The Evening Standard
18th December 2002


All that glitters is most definitely Gold
Louise Gold
Jermyn Street Theatre
Bruce Dessau

If you start your career working with a pig the only way is up.   That has certainly been the case for Louise Gold, who first brought home the bacon by pulling Miss Piggy’s strings in The Muppet Show.    Gold later did voices on Spitting Image, but these days is better known as a singer, having just concluded two super-trouping years as Tanya in Mamma Mia.

Gold’s elegant evening, in which she is accompanied by dapper pianist Jason Carr, ties together these two discordant career strands with the emphasis on the music.   This is surely where Gold’s passion primarily resides.    The way she wraps her tongue around the increasingly complex rhymes in Cole Porter’s Can-Can, from caravan to Afghanistan to Anglican suggests true dedication.
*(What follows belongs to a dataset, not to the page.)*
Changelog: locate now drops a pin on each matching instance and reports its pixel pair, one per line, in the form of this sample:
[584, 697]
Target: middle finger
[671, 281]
The cabaret takes in a wide range of standards, embracing Porter and Sondheim via Noel Coward, Carole King and some customised Abba on recorder.

The mood varies from melancholic to comical, each segment punctuated by a polished Gold anecdote.    Having just confessed to appearing in a show where the cast outnumbered the audience, there is a likeable self-mocking ring to the rousing lyrical schadenfreude of Kander and Ebb’s I Told You So.
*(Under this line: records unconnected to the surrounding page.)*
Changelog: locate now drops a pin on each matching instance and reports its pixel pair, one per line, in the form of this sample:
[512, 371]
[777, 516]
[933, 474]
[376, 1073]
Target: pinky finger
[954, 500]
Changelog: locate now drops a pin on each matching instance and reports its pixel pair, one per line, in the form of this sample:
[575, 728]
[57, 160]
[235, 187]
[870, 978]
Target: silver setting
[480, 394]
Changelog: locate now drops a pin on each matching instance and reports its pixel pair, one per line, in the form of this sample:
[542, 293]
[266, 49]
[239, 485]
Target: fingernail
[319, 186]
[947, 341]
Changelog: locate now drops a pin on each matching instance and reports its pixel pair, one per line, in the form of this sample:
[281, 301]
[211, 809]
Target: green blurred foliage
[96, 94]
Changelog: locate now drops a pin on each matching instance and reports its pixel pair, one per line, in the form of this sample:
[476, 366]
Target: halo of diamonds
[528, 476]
This is an eclectic little production, as smart as the shirt shops nearby.    A seasonal touch is provided by Carr’s jaunty bah humbug ditty Christmas is New Once More.    Towards the end Gold disappeared and returned with a youthful-looking Queen Elizabeth on her arm who delivered a sneak preview of the Christmas Speech.    I suspect it was the old latex Spitting Image incarnation.    Either that or botox has reached Buckingham Palace.



-oOo-


The Stage
16th January 2003

Jermyn Street Theatre
Louise Gold …by appointment

The best kind of cabarets are the ones that reveal a performer that you think you know well in a completely new light.

Louise Gold, a West End fixture for the last two decades at least, is not someone I ever thought of as subtle, let alone supple, performer.   I have always associated her instead with a voice that has the strident, foghorn quality and brassy belt of a British version of Ethel Merman and she has the tall, larger than life bearing to match – a big voice complementing an even bigger personality.
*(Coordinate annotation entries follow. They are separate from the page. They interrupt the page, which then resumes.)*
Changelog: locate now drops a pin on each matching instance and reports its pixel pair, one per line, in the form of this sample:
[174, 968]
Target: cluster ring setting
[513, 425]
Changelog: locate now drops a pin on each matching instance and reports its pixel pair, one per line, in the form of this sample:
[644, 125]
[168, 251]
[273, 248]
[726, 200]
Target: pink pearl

I therefore braced myself to be pinned to the back wall of this tiny venue for her solo cabaret but all of those preconceptions go out of the window when, under the direction of Nigel Plaskitt and accompanied by Jason Carr on piano, she reveals hitherto untapped resources of warmth and subtlety, light and shade.

When pitched accurately and matched to the right material there is even a lilting and lyrical loveliness to her vocal tone that will surprise.   Will You Still Love Me Tomorrow? emerges as a haunting elegy to the tentativeness of romantic love.   She also connects beautifully with The Rainbow Connection and Sondheim’s Children Will Listen.

But Gold – whose eclectic career has also involved puppeteering on The Muppets and Spitting Image – also brought out the puppet effigy of The Queen for a completely different royal variety turn.   Kander and Ebb’s Class has never sounded like this, been funnier or more impertinent.